Six Million Dollar Man of Keyboards.

Dvorak is better, stronger, faster than QWERTY, but no one knows about it. The QWERTY typeset was originally developed by Christopher Latham Sholes for the typewriter. The original typewriter was often plagued with jamming issues as the type bars would often hit each other and get stuck. Sholes fixed this problem by coming up with the QWERTY typeset, which keeps common two-letter sequences as far away from each other as possible. It was not designed to be fast or efficient, but still remained the popular typeset, even though new typewriters that jammed less frequently were invented. Some time later, August Dvorak developed the Dvorak typeset, which he claimed to be faster, more accurate, and more comfortable than QWERTY. By most accounts, Dvorak is better than QWERTY. The fastest typer in the world also uses a Dvorak keyboard.

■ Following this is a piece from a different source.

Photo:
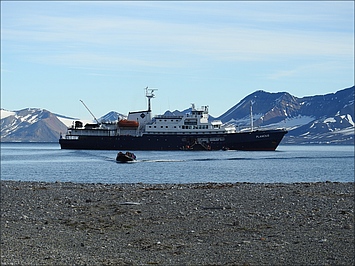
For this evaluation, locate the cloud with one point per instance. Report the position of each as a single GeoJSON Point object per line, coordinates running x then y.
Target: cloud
{"type": "Point", "coordinates": [94, 39]}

However, to this day, QWERTY is the overwhelmingly dominant typeset used by people. There are several instances of people claiming higher WPMs by using Dvorak and the comfort level is definitely better, but it failed in taking off with the mainstream. I believe this to be the working of network effects. When Dvorak came out, nearly all existing keyboards used the QWERTY typeset. Typists and typist trainers had been using QWERTY for several years and were quite proficient at it. Even if Dvorak only took a month or two to become proficient, that would still be months of lowered productivity. If no one else decided to adopt the new typeset, others could easily take your job while you learned Dvorak. Hence the network effect: an individual would only learn the new keyboard if a large number of people in his network also decided to learn. Then, most competitors would be at lower productivity for that period of time, which would decrease risk of unemployment.

Firms also faced similar problems. There would be no incentive for a firm to be the only user of Dvorak keyboards. The firm would have to face a period of learning, and their typists would have to maintain knowledge of two different types of keyboards. Anytime a new typist was hired, he would have to be re-taught. It would also be hard to force typists to learn something that would be completely useless to them if they ever changed jobs. More than likely, an employee would simply quit then have to learn Dvorak.